We adopted ASU 2017-12 on January 1, 2019.  In accordance with the transition provisions of ASU 2017-12, we modified the recognition model for the excluded component from a mark-to-market approach to an amortization approach for our cash flow hedges with forward points existing as of the adoption date.  The cumulative-effect related to this change resulted in an adjustment of $0.2 million that reduced accumulated other comprehensive income with a corresponding adjustment that increased retained earnings.  See Note 16 for disclosures relating to our derivative and hedging activities.

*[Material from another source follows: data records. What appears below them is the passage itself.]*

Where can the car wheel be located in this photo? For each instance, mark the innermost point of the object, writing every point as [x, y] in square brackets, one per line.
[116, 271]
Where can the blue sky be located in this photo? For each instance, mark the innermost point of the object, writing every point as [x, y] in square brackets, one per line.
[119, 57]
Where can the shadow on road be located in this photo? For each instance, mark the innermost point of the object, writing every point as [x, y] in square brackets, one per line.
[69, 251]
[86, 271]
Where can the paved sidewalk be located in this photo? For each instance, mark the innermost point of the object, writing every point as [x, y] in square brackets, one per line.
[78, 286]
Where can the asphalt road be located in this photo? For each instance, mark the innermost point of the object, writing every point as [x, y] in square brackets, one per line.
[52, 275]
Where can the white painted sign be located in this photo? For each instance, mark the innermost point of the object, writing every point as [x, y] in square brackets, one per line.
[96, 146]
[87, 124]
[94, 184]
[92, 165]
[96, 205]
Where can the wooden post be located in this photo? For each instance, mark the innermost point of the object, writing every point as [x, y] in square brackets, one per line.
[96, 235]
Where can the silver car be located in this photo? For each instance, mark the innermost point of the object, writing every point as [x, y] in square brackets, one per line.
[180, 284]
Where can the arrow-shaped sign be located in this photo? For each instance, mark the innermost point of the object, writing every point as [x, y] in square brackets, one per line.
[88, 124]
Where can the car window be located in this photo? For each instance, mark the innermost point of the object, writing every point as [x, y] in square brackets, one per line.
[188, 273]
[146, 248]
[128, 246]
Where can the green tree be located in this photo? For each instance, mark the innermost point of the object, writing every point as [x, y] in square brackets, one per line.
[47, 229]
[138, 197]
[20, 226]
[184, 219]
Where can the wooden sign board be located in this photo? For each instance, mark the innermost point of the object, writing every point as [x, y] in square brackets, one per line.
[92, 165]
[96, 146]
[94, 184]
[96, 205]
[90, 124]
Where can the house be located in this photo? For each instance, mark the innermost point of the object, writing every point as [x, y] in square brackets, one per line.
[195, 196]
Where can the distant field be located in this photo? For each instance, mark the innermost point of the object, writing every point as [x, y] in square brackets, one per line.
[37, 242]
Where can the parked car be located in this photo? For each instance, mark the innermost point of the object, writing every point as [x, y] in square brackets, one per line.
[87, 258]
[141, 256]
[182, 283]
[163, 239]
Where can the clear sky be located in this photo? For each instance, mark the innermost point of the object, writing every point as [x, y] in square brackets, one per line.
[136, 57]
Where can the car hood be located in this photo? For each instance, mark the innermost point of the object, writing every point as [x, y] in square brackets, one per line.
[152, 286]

Intangibles - Goodwill and Other

In January 2017, the FASB issued ASU No. 2017-04, Intangibles-Goodwill and Other (Topic 350):  Simplifying the Test for Goodwill Impairment.  The new guidance eliminates Step 2 of the goodwill impairment test.  Instead, the updated guidance requires an entity to perform its annual or interim goodwill impairment test by comparing the fair value of the reporting unit to its carrying value, and recognizing a non-cash impairment charge for the amount by which the carrying value exceeds the reporting unit’s fair value with the loss not exceeding the total amount of goodwill allocated to that reporting unit.  We adopted this new guidance effective January 1, 2020.  The adoption did not have any impact on our consolidated financial statements.

Internal-use Software

In August 2018, the FASB issued ASU No. 2018-15, Intangibles-Goodwill and Other-Internal-Use Software (Subtopic 350-40):  Customer’s Accounting for Implementation Costs Incurred in a Cloud Computing Arrangement That Is a Service Contract.  This new accounting guidance requires deferral of certain implementation costs associated with a cloud computing arrangement, or hosting arrangement, thereby aligning deferral of such costs with implementation costs associated with developing internal-use software.  Accounting for the service component of a hosting arrangement remains unchanged.  An entity will defer these implementation costs over the term of the hosting arrangement, including optional renewal periods that are reasonably certain of exercise.  Amounts expensed would be presented through operating expense, rather than depreciation or amortization.  The new guidance was effective January 1, 2020.  An entity may adopt the guidance either prospectively for all cloud computing arrangement implementation costs incurred on or after the effective date or retrospectively, including comparative periods.  We adopted this new guidance effective January 1, 2020 on a prospective basis.  The adoption did not have a material impact on our consolidated financial statements.